DoorDash began as a much-needed food delivery service at a time (2013) when restaurant delivery was spotty in many areas, including in Northern California, where the service first rolled out (via The DoorDash Story). But, the founders of DoorDash had a bigger vision. They wanted to become a "local, on-demand FedEx" type of service, one that would deliver not only restaurant food but also items from retail stores, including groceries and pet supplies (via DoorDash Story and DoorDash blog). In fact, in 2021, DoorDash rolled out "double-dash," which the DoorDash blog describes as allowing customers to secure the delivery of products from more than one store in their local area. But before that, DoorDash had already been delivering grocery store items from Walmart to customers since 2018 (via Walmart press release), as well as other items available at the big box department store.

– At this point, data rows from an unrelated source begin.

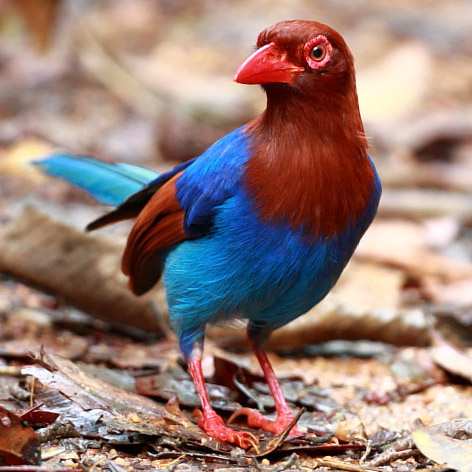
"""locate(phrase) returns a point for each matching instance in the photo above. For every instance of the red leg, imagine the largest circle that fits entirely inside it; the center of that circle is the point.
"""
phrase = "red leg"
(209, 421)
(284, 415)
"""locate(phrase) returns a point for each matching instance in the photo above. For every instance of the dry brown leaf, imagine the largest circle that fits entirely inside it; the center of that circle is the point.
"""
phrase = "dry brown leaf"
(450, 357)
(442, 449)
(18, 442)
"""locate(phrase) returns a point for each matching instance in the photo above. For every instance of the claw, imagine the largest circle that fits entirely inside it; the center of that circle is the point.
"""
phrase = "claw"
(257, 420)
(214, 426)
(245, 440)
(240, 412)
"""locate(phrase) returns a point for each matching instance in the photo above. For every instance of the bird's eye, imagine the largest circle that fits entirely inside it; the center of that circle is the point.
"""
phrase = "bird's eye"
(318, 53)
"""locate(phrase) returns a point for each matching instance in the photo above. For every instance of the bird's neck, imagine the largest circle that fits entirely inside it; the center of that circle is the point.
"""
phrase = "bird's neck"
(309, 164)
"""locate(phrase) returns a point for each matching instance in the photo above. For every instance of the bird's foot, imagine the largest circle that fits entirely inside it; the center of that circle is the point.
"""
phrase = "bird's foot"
(258, 420)
(214, 426)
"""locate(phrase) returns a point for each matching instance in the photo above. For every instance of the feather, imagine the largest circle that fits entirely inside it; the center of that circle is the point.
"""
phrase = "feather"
(108, 183)
(131, 207)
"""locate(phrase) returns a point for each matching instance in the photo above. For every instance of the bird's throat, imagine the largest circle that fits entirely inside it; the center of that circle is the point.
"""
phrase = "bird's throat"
(309, 166)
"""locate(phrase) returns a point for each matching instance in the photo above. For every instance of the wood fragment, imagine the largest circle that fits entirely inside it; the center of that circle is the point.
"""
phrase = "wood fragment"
(81, 268)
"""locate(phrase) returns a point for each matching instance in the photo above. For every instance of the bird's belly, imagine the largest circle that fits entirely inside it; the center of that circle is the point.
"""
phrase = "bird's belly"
(250, 269)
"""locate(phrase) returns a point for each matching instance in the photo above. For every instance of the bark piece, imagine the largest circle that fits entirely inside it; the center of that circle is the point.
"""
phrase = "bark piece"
(84, 269)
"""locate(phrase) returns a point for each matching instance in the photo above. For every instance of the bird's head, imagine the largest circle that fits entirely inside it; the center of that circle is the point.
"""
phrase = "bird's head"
(306, 56)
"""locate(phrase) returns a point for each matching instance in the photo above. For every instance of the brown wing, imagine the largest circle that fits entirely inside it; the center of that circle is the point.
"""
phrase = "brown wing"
(158, 226)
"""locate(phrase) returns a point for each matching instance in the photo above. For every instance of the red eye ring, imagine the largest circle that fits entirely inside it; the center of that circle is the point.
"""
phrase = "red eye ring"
(312, 51)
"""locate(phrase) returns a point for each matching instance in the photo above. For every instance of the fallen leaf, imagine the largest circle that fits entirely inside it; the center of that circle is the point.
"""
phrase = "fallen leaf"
(442, 449)
(450, 358)
(19, 444)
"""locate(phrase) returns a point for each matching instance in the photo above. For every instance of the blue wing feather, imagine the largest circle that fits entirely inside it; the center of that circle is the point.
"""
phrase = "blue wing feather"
(108, 183)
(211, 180)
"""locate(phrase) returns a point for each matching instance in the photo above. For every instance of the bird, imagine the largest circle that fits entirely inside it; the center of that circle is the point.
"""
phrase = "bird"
(261, 225)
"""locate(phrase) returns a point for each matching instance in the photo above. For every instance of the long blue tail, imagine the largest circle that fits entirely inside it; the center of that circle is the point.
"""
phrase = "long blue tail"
(108, 183)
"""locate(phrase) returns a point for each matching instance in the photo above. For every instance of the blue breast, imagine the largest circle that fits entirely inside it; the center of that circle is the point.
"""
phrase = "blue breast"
(249, 269)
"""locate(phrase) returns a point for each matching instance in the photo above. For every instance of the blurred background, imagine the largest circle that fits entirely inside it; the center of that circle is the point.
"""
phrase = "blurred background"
(150, 82)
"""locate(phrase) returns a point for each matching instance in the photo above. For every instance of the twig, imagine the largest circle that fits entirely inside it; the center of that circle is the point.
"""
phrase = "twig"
(344, 466)
(11, 370)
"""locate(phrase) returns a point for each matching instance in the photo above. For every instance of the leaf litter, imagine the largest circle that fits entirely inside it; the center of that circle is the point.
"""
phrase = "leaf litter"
(87, 409)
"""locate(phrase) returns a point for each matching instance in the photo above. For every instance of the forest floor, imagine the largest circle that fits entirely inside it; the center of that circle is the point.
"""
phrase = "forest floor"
(91, 377)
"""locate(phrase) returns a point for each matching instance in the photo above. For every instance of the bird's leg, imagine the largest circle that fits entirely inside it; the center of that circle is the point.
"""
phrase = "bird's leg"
(208, 420)
(284, 415)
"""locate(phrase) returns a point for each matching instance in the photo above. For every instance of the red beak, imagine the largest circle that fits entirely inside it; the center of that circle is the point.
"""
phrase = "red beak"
(267, 64)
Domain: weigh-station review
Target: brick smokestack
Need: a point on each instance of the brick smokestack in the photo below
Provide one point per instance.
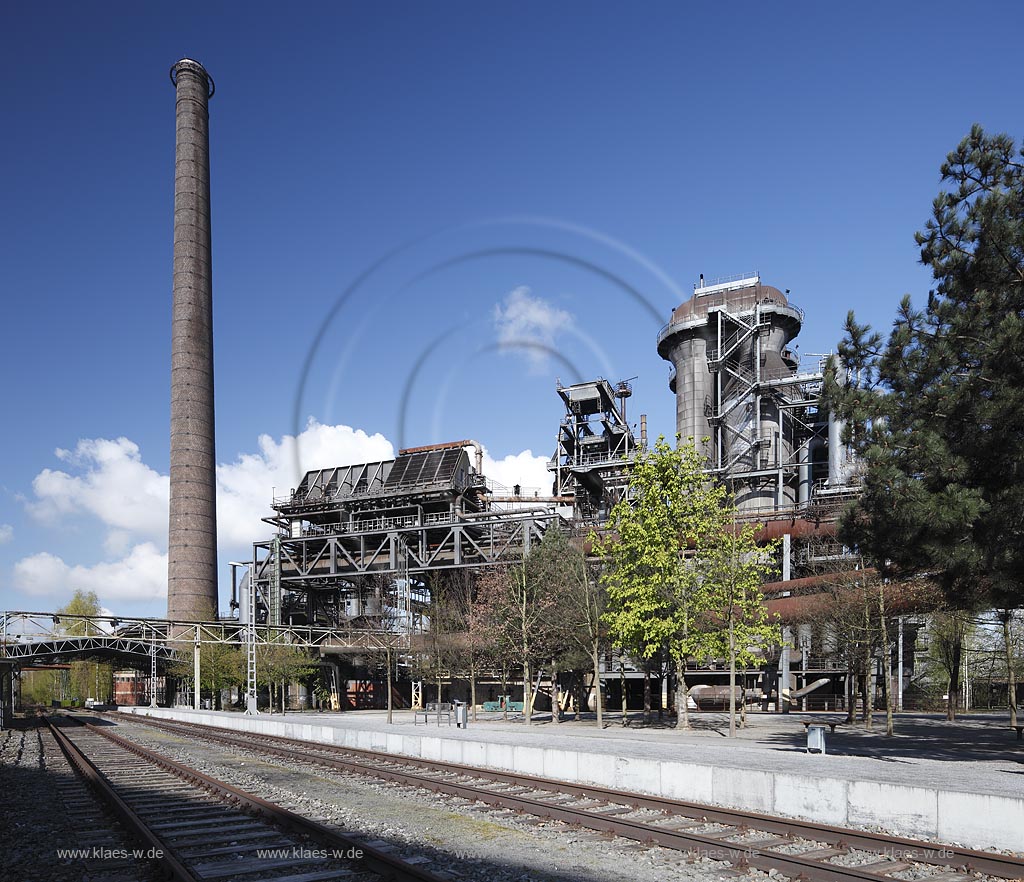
(192, 542)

The Walmart/DoorDash joint venture launched first in Atlanta with a goal of reaching 40% of American households. By April 2022, the Walmart/DoorDash partnership was available in 45 states, per Ridester. In fact, Ridester claimed that "the Walmart partnership is one of DoorDash's most popular delivery destinations." Whether or not there's truth to that, the fact is that DoorDash has now officially come to the conclusion that the partnership is "no longer mutually beneficial," according to an inside source who spoke to Insider on the condition of anonymity. In early August, the delivery service notified Walmart that it would be discontinuing the four-year-long partnership, via Bloomberg.

DoorDash isn't the only delivery service available to Walmart and its customers

Walmart announced the end of its partnership with DoorDash via email on August 19, according to Bloomberg. But that, in no way, leaves Walmart customers without delivery options. According to Insider, Walmart's agreement with DoorDash wasn't exclusive; just months after Walmart entered into the partnership, it was already testing out its Spark Delivery service — named for Walmart's iconic spark logo. The Spark delivery platform is still going strong, according to a Walmart spokesperson who told Insider, one day before the DoorDash breakup was announced, that the Spark platform is Walmart's "largest delivery-service provider," accounting for three-quarters of Walmart deliveries to 84% of U.S. households and covering all 50 states.

On that same day, August 18, Walmart revealed to Insider that it's in the process of acquiring the company, Delivery Drivers Inc., which has already been supporting the Spark platform by matching gig workers with customers in need of delivery. Although DDI has ended its relationship with non-Walmart stores, per another Insider story, Walmart will continue to work with multiple logistics providers to secure delivery of its products throughout the U.S. That last point may actually speak to DoorDash's dissatisfaction with Walmart of late. So too may the deal Walmart struck in July to acquire 4,500 electric delivery vehicles from Canoo, with an option to buy up to 10,000 (via Progressive Grocer). And, so too may Walmart's launch of drone deliveries back in May, (per Walmart).